Si osservi la sua strategia comunicativa: un’estate di quasi assoluto silenzio, rotta solo da pochissime sortite che hanno fatto salire la suspence intorno alla sua possibile ricandidatura, ipotizzata a giugno scorso. Poi ad “Atreju”, la festa dei ragazzi della “Giovane Italia” l’assenza strategica, che assomiglia tanto a quella di uno scolaro impreparato, perché l’interrogazione si presentava troppo impegnativa, e lui una risposta alla domanda più scontata ancora non ce l’ha. O forse ce l’ha e preferisce tenerla ben nascosta,almeno per il momento. Poichè però in politica il silenzio totale non è cosa buona Berlusconi ha pensato di spargere una manciata d’indizi salendo a Venezia a bordo della nave MSC per la crociera promossa dal fedelissimo Alessandro Sallusti, direttore de “Il Giornale”.



Indizi ancora fumosi, quando non contraddittori. Scontato in questa fase dire che la sua scelta sulla candidatura dipenderà dalla nuova legge elettorale. Tutti la stanno attendendo anche per definire il quadro delle alleanze, ovvio che il Cavaliere attenda per valutare il proprio tornaconto.

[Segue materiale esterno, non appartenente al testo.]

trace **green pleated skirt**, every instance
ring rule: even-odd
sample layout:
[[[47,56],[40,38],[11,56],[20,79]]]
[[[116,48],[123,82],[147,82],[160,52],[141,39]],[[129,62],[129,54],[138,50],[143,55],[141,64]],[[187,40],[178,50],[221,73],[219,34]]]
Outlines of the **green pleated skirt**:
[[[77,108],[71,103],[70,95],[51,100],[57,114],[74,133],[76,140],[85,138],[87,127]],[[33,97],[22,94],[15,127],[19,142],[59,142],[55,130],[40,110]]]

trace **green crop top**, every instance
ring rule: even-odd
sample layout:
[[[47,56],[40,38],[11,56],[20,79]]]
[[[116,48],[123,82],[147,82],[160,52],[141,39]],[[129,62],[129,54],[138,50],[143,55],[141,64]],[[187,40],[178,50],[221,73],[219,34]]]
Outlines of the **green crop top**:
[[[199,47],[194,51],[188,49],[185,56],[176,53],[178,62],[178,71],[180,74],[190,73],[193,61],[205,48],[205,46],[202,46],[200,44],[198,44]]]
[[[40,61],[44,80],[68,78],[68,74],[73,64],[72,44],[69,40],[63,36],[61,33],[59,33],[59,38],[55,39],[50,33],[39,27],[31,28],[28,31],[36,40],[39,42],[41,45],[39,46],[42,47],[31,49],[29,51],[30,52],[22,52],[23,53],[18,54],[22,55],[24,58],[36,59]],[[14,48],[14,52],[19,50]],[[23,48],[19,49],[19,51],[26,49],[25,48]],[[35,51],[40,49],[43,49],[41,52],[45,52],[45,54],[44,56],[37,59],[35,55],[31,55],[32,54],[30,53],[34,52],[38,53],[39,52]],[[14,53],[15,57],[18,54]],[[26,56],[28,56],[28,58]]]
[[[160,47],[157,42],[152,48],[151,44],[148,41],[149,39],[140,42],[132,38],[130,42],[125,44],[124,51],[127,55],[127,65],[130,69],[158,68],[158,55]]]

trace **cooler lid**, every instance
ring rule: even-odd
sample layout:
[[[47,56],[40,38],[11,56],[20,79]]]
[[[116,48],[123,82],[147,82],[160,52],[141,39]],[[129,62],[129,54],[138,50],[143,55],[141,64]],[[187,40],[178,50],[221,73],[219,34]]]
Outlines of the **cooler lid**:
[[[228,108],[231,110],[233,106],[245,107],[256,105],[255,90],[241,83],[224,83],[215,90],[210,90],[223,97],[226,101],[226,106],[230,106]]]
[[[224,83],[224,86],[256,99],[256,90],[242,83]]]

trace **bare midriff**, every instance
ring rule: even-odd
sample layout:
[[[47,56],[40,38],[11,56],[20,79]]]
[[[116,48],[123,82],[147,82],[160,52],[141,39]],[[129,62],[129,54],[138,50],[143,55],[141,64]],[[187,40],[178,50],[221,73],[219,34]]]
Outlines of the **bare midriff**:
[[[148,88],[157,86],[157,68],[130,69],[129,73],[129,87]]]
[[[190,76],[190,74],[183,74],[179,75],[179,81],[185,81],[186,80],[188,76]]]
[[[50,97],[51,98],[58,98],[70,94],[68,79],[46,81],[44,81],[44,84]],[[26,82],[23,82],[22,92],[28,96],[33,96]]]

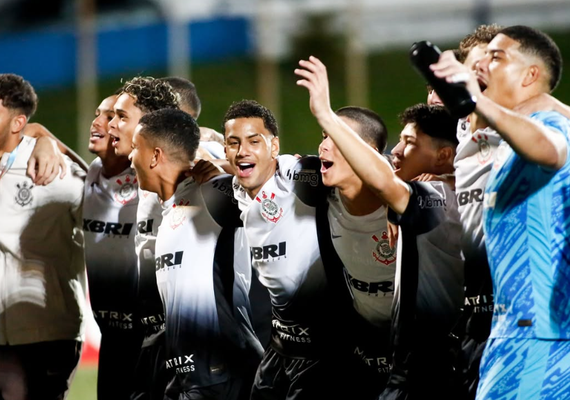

Ma, accanto a questa affermazione ve ne sono anche altre da analizzare. Dalla constatazione che la situazione è confusa e frazionata discende -a suo dire – la necessità che il paese abbia presto una guida che sia effettivamente tale. Un premier forte, quindi, come lo stesso Berlusconi è convinto di essere stato, che si ponga come obiettivo di “intervenire per rendere, attraverso il cambiamento della Costituzione, governabile il paese”. E che “non prosegua questa politica che ci porta irreversibilmente verso la recessione”.



Proviamo a tradurre: servirebbe una maggioranza chiara, par di capire, ma questo contrasta con la tendenza a modificare la legge elettorale per far in modo che nessuno vinca troppo e la grande coalizione sia necessaria anche nella prossima legislatura. Oppure proprio la grande coalizione è l’orizzonte di Berlusconi per modificare la nostra carta fondamentale.

Vien da chiedersi se il leader del PDL pensi a Monti per guidare questo eventuale nuovo governo di unità nazionale, ipotesi che a Montecitorio circola da un paio di settimane: Berlusconi che si intesta la ricandidatura dell’attuale premier, scippandolo – per via del più consistente pacchetto di voti – persino al supermontiano Casini. La risposta però parrebbe negativa, proprio per via delle critiche di Berlusconi a una politica economica giudicata recessiva.

Può però il Cavaliere schierarsi in posizione radicalmente opposta alla politica del governo in carica? La sensazione è che vorrebbe tanto, ma non può. Non può per ragioni di coerenza, avendo sostenuto – seppure obtorto collo – l’esecutivo dei tecnici. Ci sono però anche ragioni internazionali che gli impediscono di fare l’antieuropeista al cento per cento, gli strali delle cancellerie comunitarie che si abbatterebbero su di lui. Gli stessi che lo costrinsero alle dimissioni dieci mesi fa.

Vorrei ma non posso, quindi. Vorrei conservare una legge elettorale maggioritaria, ma non mi conviene in questa fase politica. Vorrei sparare a zero su un’Europa che produce solo rigore e recessione, perché porterebbe un sacco di voti, ma non si può inimicarsi l’intero continente e tagliarsi fuori dai giochi post elettorali nel parlamento italiano.

E allora avanti adagio. Adagio nelle trattative sulla legge elettorale, adagio con una spruzzata di euroscetticismo che non guasta. La decisione sulla candidatura a Palazzo Chigi sarà presa in extremis, all’ultimo minuto utile, sulla base della soluzione più conveniente. E questo finirà per tenere sulle spine il resto del quadro politico italiano, in primo luogo proprio il suo partito, il Popolo della Libertà, che non può permettersi oggi di tagliare il cordone ombelicale con il suo fondatore.